The most general answer: It depends.
The crucial question is, what exactly do you mean by "voted similar". In statistics, often people tend to just use some given measure and then assume that it fits what they are testing. But it is important to first clarify what the terms mean.
As a somewhat sophisticated example. Assume Party 1 and Party 2 are two types of left-wing parties, and Party 3 is a conservative party. If you want to test if the political climate in the two states is similar, then surely differences between voter outcomes between Party 1 and Party 2 don't matter as much as differences in the outcomes between 3 and 1 or 2.
If you are just trying to find something descriptive, however, and don't care about deeper meaning of your concept, then the Pearson correlation can be a great tool, even when dealing with percentages (but beware the points below).
Most often, however, when people ask if such-and-such is correct then they are asking about inferences from these measures. So you might want to know if the p-value for a Pearson correlation on this data makes any sense.

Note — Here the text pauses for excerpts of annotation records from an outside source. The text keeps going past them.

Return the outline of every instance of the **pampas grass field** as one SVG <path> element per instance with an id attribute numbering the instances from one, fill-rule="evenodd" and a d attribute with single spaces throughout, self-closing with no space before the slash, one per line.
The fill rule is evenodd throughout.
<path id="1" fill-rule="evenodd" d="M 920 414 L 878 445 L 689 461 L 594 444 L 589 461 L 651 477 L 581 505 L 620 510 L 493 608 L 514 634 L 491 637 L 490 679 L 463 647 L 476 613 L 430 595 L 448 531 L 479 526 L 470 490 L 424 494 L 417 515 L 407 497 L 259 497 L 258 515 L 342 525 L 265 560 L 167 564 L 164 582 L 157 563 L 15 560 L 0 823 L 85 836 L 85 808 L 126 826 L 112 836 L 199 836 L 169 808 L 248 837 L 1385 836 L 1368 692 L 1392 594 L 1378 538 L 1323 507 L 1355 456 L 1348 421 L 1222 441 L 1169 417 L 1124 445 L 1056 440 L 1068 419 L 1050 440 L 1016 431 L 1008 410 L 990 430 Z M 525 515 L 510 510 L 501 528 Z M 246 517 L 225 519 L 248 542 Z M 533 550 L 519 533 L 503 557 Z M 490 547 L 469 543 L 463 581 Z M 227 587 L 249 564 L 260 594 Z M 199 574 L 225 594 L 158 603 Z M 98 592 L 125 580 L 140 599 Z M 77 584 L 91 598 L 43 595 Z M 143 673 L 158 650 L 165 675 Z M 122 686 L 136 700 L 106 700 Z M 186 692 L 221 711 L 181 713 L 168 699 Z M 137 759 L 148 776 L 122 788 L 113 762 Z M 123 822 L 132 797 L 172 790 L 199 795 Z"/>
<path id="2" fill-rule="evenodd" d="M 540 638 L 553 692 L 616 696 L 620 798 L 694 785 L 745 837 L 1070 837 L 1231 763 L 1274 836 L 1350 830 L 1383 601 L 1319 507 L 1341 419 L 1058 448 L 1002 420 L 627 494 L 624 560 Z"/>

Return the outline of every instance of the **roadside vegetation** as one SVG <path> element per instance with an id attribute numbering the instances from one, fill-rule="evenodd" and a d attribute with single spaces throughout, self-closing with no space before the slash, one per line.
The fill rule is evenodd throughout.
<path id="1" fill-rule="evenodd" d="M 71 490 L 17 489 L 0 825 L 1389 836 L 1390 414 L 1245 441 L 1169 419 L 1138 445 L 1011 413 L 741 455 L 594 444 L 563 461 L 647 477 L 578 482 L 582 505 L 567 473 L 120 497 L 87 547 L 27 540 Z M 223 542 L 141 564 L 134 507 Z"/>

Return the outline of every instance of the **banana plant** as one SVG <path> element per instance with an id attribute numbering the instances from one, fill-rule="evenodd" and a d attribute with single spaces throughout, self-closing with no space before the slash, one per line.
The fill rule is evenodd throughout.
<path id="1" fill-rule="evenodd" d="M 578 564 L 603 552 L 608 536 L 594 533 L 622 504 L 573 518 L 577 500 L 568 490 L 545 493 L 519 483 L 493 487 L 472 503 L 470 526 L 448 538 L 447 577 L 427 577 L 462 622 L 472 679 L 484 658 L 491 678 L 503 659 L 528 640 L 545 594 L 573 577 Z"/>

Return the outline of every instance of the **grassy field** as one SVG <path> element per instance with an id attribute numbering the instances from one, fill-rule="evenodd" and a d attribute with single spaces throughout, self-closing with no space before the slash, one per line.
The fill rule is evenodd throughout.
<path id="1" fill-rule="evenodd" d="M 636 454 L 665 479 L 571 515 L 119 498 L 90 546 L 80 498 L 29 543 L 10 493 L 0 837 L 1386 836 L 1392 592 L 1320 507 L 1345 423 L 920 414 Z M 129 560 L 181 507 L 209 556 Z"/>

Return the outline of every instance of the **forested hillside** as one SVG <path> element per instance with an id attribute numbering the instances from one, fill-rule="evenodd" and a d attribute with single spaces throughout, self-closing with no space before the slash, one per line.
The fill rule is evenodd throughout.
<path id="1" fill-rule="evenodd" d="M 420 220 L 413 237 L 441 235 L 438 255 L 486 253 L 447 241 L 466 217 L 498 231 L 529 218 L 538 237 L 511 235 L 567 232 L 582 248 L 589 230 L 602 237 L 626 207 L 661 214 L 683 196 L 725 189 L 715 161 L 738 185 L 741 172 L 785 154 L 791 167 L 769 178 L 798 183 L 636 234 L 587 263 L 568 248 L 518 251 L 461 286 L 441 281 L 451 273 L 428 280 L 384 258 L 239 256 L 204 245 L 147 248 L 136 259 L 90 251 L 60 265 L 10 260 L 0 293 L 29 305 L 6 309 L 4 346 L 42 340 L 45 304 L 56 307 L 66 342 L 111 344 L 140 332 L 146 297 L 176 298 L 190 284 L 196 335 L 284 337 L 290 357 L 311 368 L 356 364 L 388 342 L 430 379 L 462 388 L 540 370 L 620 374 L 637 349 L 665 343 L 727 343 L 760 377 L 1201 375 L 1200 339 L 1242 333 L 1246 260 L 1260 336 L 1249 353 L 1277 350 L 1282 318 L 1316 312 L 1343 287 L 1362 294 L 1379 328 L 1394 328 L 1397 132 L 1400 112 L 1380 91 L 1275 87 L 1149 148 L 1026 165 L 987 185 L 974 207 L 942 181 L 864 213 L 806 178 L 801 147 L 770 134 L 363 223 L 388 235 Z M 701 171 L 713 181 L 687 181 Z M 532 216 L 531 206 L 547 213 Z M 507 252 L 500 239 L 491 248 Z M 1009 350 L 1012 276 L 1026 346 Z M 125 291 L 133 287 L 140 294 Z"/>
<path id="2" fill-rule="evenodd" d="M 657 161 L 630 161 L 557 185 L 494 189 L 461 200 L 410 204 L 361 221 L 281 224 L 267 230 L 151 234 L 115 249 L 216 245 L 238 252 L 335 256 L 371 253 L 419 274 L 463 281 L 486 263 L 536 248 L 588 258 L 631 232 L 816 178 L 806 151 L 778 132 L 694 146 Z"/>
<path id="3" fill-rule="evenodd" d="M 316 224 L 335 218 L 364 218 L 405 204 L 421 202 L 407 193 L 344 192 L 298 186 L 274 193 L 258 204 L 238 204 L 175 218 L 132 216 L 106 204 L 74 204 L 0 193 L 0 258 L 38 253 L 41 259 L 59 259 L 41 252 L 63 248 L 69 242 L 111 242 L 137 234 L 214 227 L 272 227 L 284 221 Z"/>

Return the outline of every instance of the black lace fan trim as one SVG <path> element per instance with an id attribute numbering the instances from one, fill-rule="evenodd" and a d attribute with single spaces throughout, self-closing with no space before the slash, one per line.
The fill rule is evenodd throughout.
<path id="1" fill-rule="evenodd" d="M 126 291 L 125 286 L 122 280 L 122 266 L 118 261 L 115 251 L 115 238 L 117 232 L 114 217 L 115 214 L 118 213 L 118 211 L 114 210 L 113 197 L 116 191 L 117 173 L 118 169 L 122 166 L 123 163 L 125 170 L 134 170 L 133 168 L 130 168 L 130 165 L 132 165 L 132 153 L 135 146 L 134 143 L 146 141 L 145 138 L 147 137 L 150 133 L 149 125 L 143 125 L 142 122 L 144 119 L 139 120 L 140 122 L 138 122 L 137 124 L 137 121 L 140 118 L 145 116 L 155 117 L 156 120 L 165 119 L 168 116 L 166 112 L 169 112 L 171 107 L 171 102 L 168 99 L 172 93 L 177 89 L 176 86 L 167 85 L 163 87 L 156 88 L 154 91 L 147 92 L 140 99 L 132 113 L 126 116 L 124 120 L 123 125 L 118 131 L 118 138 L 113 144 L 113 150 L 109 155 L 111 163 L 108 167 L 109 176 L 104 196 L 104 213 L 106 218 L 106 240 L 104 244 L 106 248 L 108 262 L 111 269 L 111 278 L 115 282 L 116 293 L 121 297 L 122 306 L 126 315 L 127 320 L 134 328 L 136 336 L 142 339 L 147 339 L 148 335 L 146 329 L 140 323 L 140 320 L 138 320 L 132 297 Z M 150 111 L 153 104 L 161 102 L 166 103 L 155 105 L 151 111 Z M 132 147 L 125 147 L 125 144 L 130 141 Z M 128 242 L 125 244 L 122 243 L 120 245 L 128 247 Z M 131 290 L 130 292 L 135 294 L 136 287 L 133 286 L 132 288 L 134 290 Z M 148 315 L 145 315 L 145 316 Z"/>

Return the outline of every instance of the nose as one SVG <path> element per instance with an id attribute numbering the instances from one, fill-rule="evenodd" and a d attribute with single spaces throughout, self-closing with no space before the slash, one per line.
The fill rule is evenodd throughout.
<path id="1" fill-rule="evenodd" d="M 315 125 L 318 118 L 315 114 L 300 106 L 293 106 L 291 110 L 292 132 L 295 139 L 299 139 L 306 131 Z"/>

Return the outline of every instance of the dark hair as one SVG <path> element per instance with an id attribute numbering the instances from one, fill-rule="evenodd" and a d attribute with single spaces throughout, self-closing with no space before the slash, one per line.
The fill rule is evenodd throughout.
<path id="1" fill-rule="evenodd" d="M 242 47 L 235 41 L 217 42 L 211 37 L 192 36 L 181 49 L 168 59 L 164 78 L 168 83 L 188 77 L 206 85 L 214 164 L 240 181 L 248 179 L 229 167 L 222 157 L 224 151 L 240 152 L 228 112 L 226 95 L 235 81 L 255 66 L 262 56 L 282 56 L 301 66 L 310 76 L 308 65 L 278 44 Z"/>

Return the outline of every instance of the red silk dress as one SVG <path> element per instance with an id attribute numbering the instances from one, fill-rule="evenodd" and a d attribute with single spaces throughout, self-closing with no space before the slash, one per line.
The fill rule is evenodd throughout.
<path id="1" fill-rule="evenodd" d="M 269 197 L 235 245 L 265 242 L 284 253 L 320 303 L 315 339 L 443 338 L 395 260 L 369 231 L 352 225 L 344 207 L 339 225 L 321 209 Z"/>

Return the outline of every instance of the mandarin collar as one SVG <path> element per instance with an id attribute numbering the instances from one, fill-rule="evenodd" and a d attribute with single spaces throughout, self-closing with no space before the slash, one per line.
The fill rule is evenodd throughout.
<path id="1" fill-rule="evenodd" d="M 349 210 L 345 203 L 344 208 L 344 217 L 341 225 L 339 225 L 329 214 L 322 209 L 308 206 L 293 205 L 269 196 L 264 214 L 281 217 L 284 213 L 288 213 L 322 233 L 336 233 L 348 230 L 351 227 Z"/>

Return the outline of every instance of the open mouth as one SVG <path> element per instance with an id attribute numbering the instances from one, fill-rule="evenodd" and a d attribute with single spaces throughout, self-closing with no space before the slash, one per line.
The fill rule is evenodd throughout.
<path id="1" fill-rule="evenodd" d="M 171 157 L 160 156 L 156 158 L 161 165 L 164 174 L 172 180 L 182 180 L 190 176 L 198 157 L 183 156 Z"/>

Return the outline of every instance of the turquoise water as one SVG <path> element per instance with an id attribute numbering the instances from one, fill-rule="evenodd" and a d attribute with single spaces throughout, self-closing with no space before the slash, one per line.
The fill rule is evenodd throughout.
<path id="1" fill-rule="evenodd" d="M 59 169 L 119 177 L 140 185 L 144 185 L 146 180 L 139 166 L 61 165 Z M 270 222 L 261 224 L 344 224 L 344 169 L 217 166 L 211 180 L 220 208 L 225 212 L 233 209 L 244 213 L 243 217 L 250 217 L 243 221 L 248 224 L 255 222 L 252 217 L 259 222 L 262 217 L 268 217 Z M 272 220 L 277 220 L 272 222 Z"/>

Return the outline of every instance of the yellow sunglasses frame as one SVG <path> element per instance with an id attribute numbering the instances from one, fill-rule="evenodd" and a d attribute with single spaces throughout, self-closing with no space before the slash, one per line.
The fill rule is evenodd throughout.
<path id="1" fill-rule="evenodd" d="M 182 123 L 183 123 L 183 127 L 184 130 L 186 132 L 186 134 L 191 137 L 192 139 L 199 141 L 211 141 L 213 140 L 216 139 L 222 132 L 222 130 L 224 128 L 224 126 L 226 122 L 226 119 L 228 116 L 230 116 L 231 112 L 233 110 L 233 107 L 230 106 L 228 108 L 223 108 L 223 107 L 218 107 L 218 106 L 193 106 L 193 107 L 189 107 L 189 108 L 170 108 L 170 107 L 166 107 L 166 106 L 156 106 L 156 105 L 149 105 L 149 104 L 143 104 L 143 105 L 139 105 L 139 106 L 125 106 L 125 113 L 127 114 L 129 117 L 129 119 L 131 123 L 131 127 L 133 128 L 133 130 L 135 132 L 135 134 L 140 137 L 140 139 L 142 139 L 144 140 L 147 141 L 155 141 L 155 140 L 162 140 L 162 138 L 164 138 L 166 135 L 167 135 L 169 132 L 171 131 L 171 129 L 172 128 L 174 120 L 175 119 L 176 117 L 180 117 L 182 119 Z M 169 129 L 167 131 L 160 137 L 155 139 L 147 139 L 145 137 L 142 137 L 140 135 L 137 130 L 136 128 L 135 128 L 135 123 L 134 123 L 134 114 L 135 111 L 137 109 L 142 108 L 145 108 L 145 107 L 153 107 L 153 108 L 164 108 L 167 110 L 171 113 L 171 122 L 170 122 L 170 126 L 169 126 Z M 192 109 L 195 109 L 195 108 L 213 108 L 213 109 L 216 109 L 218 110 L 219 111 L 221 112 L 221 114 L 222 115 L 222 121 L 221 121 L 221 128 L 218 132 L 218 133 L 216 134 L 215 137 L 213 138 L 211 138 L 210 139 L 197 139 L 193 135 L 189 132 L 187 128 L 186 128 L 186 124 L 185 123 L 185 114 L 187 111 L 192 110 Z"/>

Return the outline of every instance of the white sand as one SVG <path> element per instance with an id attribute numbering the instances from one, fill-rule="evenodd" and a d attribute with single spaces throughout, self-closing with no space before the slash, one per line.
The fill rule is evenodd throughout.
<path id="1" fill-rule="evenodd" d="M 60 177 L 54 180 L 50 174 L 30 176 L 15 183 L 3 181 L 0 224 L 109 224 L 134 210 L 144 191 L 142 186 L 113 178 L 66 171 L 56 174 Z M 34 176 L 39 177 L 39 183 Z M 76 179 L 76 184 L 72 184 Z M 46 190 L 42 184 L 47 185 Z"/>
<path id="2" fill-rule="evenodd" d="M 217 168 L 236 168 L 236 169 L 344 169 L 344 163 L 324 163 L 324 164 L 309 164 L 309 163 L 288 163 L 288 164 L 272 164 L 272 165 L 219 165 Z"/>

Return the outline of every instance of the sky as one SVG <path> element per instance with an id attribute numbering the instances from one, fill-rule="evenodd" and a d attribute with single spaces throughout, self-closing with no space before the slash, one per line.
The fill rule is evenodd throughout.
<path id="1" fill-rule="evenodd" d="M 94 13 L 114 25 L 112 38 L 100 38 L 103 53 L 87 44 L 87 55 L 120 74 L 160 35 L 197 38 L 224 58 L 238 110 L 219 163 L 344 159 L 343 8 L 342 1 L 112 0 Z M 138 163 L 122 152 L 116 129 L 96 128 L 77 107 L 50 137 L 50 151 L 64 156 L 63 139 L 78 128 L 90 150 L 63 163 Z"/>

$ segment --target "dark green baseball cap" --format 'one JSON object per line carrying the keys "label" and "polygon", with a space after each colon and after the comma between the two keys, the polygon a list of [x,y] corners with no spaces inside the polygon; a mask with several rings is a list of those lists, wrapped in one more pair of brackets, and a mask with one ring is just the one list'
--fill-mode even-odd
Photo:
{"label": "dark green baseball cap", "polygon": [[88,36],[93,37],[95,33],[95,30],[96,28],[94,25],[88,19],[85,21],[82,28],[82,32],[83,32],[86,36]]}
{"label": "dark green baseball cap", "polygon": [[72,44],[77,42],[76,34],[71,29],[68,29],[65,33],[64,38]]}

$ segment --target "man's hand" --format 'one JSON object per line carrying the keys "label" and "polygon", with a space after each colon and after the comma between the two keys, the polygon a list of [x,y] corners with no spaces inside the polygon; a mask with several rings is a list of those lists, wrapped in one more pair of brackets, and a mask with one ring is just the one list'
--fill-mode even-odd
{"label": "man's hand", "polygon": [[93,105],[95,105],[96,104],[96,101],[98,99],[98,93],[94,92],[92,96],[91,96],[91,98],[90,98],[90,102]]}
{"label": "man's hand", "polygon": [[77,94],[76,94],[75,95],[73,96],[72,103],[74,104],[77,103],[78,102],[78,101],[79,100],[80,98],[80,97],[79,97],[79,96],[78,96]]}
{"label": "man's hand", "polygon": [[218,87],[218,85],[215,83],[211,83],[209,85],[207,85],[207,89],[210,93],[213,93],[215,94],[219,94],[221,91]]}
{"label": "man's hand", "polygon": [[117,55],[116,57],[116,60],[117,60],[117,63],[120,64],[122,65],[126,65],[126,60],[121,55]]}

Here are some key points, that might help you to decide this yourself (these apply to p-values from Pearson correlations):
- How many degrees of freedom does your data have (the data, not the correlation coefficient)? You might be tempted to say three, because there are three numbers. But are there really three independent measurements?
- Also, Pearson Correlations assumes normality. Can percentages ever be normal distributed?
Addendum:
Since there seems to be some confusion on why the Pearson Correlation might still be useful in this case, here a simple example.
Assume you clarify your question in the following way: "Given two random voters ($V_1$ and $V_2$), one from each state, what is the probability that both voted for the same party". This would give a simple measure of similarity, that also has a straight forward interpretation.
Let's do the calculation:
Assume the ratio of people who voted for each party in state 1 is given as $p_{1,1},\ldots,p_{N,1}$ (there are $N$ parties) and in state 2 it is given as $p_{1,2},\ldots,p_{N,2}$. The probability that $V_1$ voted for the first party is $p_{1,1}$ and likewise for all other parties. If $V_1$ voted first party, the probability that $V_2$ also did it (conditional probability) is $p_{1,2}$. Because those two voters can be assumed to be independent, the joint probability is $p_{1,1}\cdot p_{1,2}$. We have to sum up over all possible votes for $V_1$, so we get
$\rho = \sum_{i=1}^N p_{i,1}\cdot p_{i,2}$.
This is looking quite similar to a correlation coefficient, isn't it?